Um, what was the point of this episode? Are the writers trying to make Ronaldo even less popular than Lars? After Ronaldo is given a reality check in his hunt for “rock people” (since Steven is half-rock), Ronaldo wants to become a Crystal Gem himself. Steven tries to humor him, but Ronaldo spends most of the episode telling Steven how he is doing things wrong.
So yes, Ronaldo is a self-absorbed (take your pick of two words that rhyme with brick). This was just an awkward episode from start to finish. It is in Steven’s nature to see the best in everyone including people like Lars and Ronaldo. And yes, Steven has lashed out at Lars before (“Lars and the Cool Kids”) and does the same here with Ronaldo. Yet, they are still jerks and Ronaldo is doubly so here. Ronaldo calls himself “Jerknaldo” towards the end of the episode after the way he treated Steven, but you would be justified if you yelled at your TV or digital device, “THANKS, CAPTAIN OBVIOUS!”

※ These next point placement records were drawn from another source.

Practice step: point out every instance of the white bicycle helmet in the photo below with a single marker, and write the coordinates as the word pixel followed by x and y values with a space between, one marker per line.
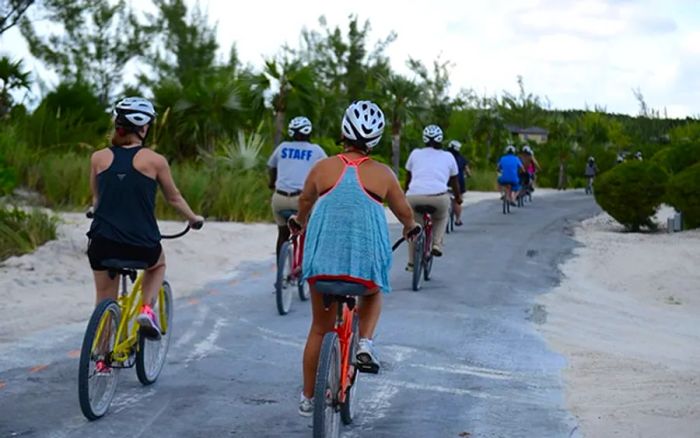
pixel 363 123
pixel 432 133
pixel 299 125
pixel 134 112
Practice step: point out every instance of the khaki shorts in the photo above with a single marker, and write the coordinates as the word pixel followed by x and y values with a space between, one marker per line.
pixel 281 202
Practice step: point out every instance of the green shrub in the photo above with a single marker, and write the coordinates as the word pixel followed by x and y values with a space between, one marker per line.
pixel 631 192
pixel 682 155
pixel 682 194
pixel 22 232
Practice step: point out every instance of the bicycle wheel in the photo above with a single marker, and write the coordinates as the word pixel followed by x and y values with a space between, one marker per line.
pixel 347 409
pixel 95 390
pixel 284 272
pixel 418 262
pixel 326 416
pixel 303 289
pixel 151 354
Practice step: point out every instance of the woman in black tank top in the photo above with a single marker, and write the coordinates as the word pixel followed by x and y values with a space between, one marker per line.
pixel 124 179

This was simply a terrible episode featuring an uninteresting character who comes off as even more of a jerk than he was previously.
Admittedly, I find Steven Universe a bit more complicated to review at times than MLP. Mostly, the former puts quite a bit into 11 minutes while the other runs 22-minute episodes at a more fluent pace.

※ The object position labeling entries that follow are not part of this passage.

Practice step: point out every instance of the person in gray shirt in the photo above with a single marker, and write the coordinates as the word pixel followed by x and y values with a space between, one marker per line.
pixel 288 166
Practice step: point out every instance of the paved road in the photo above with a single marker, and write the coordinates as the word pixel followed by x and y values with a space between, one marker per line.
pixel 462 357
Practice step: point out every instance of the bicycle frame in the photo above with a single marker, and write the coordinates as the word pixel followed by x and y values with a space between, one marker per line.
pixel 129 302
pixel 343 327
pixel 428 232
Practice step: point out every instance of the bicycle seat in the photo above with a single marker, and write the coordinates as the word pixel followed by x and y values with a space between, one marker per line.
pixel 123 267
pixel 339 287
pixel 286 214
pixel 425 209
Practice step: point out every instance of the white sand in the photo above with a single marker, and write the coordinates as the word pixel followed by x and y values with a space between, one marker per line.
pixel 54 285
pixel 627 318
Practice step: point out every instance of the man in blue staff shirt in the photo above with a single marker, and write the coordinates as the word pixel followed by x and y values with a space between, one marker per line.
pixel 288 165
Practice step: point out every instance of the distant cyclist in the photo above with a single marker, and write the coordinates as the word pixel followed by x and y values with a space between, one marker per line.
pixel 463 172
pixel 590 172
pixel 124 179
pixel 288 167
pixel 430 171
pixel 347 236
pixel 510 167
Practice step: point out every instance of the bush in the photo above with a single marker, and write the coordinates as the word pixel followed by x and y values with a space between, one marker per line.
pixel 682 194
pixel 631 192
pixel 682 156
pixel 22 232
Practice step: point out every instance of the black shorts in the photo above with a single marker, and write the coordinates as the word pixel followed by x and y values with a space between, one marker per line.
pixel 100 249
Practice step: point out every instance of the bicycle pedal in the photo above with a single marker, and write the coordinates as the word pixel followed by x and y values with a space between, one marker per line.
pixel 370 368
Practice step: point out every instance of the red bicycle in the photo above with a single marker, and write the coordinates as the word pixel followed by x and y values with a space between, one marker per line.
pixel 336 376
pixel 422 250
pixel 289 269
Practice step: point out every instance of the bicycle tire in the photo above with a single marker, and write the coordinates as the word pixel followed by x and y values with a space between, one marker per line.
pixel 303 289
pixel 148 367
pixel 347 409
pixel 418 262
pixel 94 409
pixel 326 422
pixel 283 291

Steven has very conflicted feelings regarding his Mother, so he goes to the room for some answers. Out comes a mirage of his mother as what he wants to feel about her. Things take a turn after the Peanuts reference as Steven lets loose about Bismuth and Pink Diamond and wonders if he merely exists as an excuse for Rose escape her mistakes.

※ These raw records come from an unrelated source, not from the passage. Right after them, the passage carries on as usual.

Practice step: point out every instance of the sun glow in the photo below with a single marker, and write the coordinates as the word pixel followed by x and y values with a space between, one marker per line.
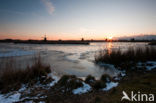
pixel 110 38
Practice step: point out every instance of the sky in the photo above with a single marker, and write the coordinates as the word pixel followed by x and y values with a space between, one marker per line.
pixel 74 19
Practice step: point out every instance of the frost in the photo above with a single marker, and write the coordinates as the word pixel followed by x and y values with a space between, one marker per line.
pixel 110 85
pixel 83 89
pixel 10 99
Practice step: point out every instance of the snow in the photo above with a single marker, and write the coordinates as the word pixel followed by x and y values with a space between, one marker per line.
pixel 151 67
pixel 110 85
pixel 123 73
pixel 146 64
pixel 56 79
pixel 15 52
pixel 10 99
pixel 83 89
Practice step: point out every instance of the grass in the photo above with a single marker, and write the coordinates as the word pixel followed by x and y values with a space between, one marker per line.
pixel 67 83
pixel 134 81
pixel 12 78
pixel 117 57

Many of the episodes of SU in recent times have acted as setup for future arcs and this is one of them. This arc will be Steven coming to terms with how Rose lived–both the good and the not-so-good.
This episode could be divided into three parts. The first is to setup the second where Connie talks about her Mom and it leads to Steven thinking about his. The second part in the room leads to the tempest in the room–and then it kind of ends abruptly.
I’m not sure about the rest of you, but this is why I’m more comfortable with the 22-minute format. This show have proven it could do it (read: “Bismuth”). The sudden ending just makes things a bit awkward.
The one thing to take from this episode is that Steven, who likes to see the best in everyone he meets, has to come to terms that not everyone is perfect–not even his own mother.